Sept. 11 event disliked
Salvation Army's anti-gay policies upset AU groups
Several students from the Gay, Lesbian, Bisexual, Transgender and Ally community were upset when the Salvation Army was chosen for the University-wide Sept. 11 service project because of the organization's "anti-gay policies."
The Student Confederation, AU's student government and the organizer of the project, was unaware about the Salvation Army's policy of not providing benefits to unmarried partners until two weeks ago, according to SC Vice President Marguerite Meyer. The SC provided alternative volunteer sites for students after the Salvation Army's policy was realized.
"The Salvation Army is well-known for their great work but it never occurred to us to look at their policies," Meyer said.
In 2001, the Salvation Army rescinded a decision that allowed its San Francisco division to offer domestic partner health benefits to unmarried employees with partners. By not upholding San Francisco's Equal Benefits Ordinance, they lost millions of dollars in municipal contracts, which would have been provided as an incentive to uphold the ordinance.
Chris Salazar, president of the Class of 2005, was upset when he was asked to co-sponsor the service project a few of weeks ago.
"I said that I wouldn't do it, not because I am gay but because I was acting in the best interest of my class," Salazar said. "I am not trying to be anti-Sept. 11 community service project, but everyone should be coming together, straight and gay, and be represented."
According to Salazar, he called up the Class of 2004 and College Democrats as well as other faculty members and the Community Service Office about not supporting the event.
The College Democrats decided to join the Class of 2005 in not sponsoring the event.
"The primary venue conflicted with the ideology of not discriminating on the basis of sexual orientation, something the [AU] College Democrats believe strongly in," said President of College Democrats Noah Black.
AU Queers and Allies President Christine Neejer also addressed the issue.
"Originally, I wasn't going to make a big deal about the incident, but a couple of people came to us upset," Neejer said. "People were upset, who wanted to participate in the project, but what cost do they have to pay to participate in something that is really supposed to bring unity?"

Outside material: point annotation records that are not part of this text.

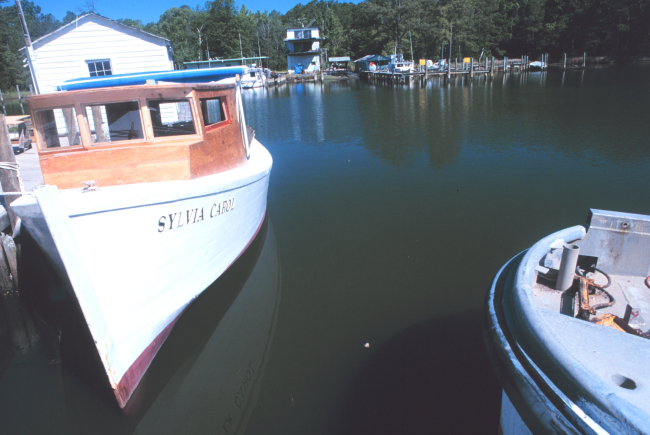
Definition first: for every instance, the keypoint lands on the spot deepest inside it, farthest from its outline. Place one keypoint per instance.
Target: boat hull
(560, 371)
(135, 256)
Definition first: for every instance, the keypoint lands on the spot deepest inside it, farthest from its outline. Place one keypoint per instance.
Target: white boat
(401, 67)
(207, 376)
(565, 331)
(178, 191)
(251, 78)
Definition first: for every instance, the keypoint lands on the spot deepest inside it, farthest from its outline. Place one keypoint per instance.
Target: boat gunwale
(518, 378)
(607, 407)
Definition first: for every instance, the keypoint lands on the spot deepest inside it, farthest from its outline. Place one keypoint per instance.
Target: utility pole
(259, 49)
(398, 37)
(451, 35)
(411, 40)
(28, 45)
(200, 41)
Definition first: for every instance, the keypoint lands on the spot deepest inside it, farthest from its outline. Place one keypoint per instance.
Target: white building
(303, 44)
(94, 45)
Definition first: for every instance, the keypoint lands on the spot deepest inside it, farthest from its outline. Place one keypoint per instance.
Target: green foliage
(221, 28)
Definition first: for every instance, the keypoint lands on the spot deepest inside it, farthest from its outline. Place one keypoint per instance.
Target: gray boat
(565, 331)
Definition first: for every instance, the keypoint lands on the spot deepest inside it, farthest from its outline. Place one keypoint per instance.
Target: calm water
(392, 208)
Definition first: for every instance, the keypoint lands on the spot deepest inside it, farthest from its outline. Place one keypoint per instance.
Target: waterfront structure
(377, 60)
(303, 49)
(177, 164)
(93, 45)
(566, 332)
(218, 63)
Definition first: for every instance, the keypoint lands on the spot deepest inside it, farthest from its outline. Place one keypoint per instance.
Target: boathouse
(363, 64)
(303, 49)
(93, 45)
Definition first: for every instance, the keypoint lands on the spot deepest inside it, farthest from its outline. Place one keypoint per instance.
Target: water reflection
(206, 377)
(575, 113)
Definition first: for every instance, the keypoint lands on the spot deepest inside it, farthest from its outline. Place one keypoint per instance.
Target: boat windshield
(213, 111)
(171, 117)
(58, 127)
(111, 122)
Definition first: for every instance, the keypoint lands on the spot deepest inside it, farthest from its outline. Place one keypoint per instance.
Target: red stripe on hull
(134, 374)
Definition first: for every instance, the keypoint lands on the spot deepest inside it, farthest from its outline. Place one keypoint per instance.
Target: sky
(148, 11)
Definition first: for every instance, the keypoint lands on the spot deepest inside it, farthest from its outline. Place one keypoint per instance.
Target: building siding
(62, 55)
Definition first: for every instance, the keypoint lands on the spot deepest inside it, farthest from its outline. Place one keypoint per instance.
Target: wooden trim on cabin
(224, 106)
(212, 149)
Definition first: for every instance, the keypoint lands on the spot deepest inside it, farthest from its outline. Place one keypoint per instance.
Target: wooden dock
(487, 67)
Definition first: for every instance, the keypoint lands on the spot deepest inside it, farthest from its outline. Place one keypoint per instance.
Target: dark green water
(393, 208)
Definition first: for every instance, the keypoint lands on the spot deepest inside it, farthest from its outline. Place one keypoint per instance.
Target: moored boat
(565, 331)
(175, 190)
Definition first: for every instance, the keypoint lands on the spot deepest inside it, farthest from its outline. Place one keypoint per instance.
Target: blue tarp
(179, 76)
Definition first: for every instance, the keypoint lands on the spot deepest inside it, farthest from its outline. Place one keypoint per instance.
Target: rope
(14, 166)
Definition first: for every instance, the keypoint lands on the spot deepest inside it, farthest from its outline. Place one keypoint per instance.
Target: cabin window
(111, 122)
(99, 67)
(58, 127)
(213, 110)
(171, 118)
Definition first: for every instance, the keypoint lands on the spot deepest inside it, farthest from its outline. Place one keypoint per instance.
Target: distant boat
(175, 190)
(401, 67)
(251, 78)
(566, 330)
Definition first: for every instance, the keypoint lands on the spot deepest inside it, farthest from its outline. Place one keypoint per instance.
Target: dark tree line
(616, 29)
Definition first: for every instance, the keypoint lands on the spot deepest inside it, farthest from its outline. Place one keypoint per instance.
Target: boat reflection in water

Most campus groups did not know about the Salvation Army's stance, according to Salazar.
"It would have been a bold political statement if organizations like the Class of 2004 had stepped down from sponsoring the event," Salazar said. "But it's understandable ... since it was for community service."
After Salazar approached Meyer the SC provided alternative volunteer opportunities at organizations that the SC says are non-discriminatory. These include helping children from 3 to 8 p.m. today at Hopkins Branch of the Boys and Girls Club in Southeast D.C. and beautification projects from 1 to 8 p.m. today with the Washington Parks and People.
"I hope people will see that some decisions are not only limited to just being racially sensitive or religious sensitive but also gender sensitive and sexual orientation sensitive," Salazar said.
Salazar would like event planners to be more cautious of the values of the organizations they work with in the future.
"Not everyone needs to be an activist for every issue but everyone should at least be aware ," Salzar said.
The SC, Class of 2004, College Republicans, Alpha Phi Omega, School of International Service, X-Cetera and University Chaplain's Office sponsor the Salvation Army project to remember victims of Sept. 11.